Chez Gérard has now closed, which renders spaceman's rambling review rather redundant. It is now called Time, which spaceman has yet to visit. Still, here's what it used to be like, as spaceman recalls...
Below ground level, Chez Gérard is visible through low-set windows from King Street, near the top of the hill. Downstairs, there was an attractive looking, quite well populated bar lounge (with a regular happy hour) on the left and the main restaurant was straight on, spacious and with stylish and tasteful décor. Spaceman and friends had booked, but wouldn't have needed to as it wasn't too crowded inside.
Spaceman and friends were seated in a booth, with train-style luggage racks overhead. The service was excellent: the waitress was extremely helpful, providing lots of useful information about the variety of dishes and wine list. The menu largely consisted of meat and fish, so perhaps not a venue to be recommended for strict vegetarians, although they did quickly list various vegetarian possibilities when prompted.
Starters ordered were tomato and onion salad, deep fried mozzarella balls with a small salad of mixed leaves served in a ramekin, and a fishcake served with "some sort of sauce" and a herb salad. The tomato and onion salad was fresh and tasty but, as it was really a side order, wasn't perhaps substantial enough as a full-on starter, but a good selection of fresh bread was available as an accompaniment. The mozzarella balls weren't wholly popular (spaceman's friends weren't overly keen), however they were presented very nicely, symmetrically accompanied by three "quinelles" (don't ask - spaceman just smiled and nodded sagely) of dips and a zigzag of oriental-style sauce between each. Spaceman, though, thought they were tasty, especially when tried with the pesto dip (the other dips were hummus and black olive tapenade). The third starter, the fishcake, was not that well received ("taste didn't really stand out"), and neither was the creamy sauce that came with it.

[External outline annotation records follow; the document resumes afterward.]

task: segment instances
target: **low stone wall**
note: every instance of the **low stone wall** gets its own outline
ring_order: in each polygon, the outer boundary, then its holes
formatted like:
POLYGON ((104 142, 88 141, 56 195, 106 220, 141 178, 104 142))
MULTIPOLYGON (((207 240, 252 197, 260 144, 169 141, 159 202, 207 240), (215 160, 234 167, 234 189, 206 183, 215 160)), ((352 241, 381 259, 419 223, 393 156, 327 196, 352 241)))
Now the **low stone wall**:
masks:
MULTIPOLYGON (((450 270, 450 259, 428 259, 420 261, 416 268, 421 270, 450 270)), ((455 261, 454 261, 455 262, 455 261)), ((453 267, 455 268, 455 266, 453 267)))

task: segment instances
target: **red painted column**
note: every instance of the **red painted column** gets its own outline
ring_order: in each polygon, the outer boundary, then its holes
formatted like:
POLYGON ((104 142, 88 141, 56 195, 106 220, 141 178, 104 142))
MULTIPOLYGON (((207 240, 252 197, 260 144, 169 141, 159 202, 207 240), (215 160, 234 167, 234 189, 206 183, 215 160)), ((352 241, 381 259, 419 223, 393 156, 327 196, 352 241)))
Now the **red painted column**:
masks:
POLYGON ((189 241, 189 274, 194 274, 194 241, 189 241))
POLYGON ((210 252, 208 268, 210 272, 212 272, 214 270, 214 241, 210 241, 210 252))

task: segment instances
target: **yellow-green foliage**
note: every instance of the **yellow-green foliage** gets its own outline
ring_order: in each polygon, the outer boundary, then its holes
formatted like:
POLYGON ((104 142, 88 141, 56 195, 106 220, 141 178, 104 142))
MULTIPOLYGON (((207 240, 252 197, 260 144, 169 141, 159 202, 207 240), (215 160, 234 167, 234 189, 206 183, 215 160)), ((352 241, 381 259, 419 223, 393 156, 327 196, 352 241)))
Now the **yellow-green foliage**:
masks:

For main, spaceman was impelled to test out the claim that Chez Gérard offered "the best steak-frites this side of Paris" and, after suitable advice, plumped for the fillet steak, done medium-well, with green peppercorn sauce (that's the peppercorns that were green, not the sauce). The steak was perfect, the peppercorn sauce complementing it beautifully, and the frites were tasty and well cooked. The steak was served with minimal vegetables - just a cooked tomato on top of a cooked mushroom atop a round, flat piece of bone ("they don't normally get touched" came the comment from the waitress after spaceman's look of mild bewilderment).
Two swordfish steaks were ordered, both with lemon olive oil, one with chips, one with dauphinoise potatoes (which were sumptuous and creamy). The pieces of fish were simply cooked, light, moist and tender and came with a wedge of lemon. A small side order of plain, steamed vegetables was also ordered and appreciated.
While spaceman went for bottles of Kronenbourg (always a friend in times of need), spaceman's friends shared a bottle of 1999 Chilean Merlot. At £20, it wasn't cheap, but the reward was a smooth, oaky, well-rounded red wine that had clearly been allowed to age.
For dessert, spaceman went for the selection of ice-creams, which were deliciously smooth and creamy, served on a coconut biscuit (which impressed spaceman as coconut is a favourite, except when it is, ridiculously, put in curries). The other dessert chosen was a lemon tart, served warm, which spaceman declined to sample (the ice-cream was far more tempting), but was assured that it was tasty, with an intense lemon flavour. The accompanying dollop of mascarpone, however, was largely left alone.
The final bill for three came to a not unreasonable £105 - perhaps a little pricy to go week in, week out, but certainly worth it for a treat every so often. Under-rated and well recommended.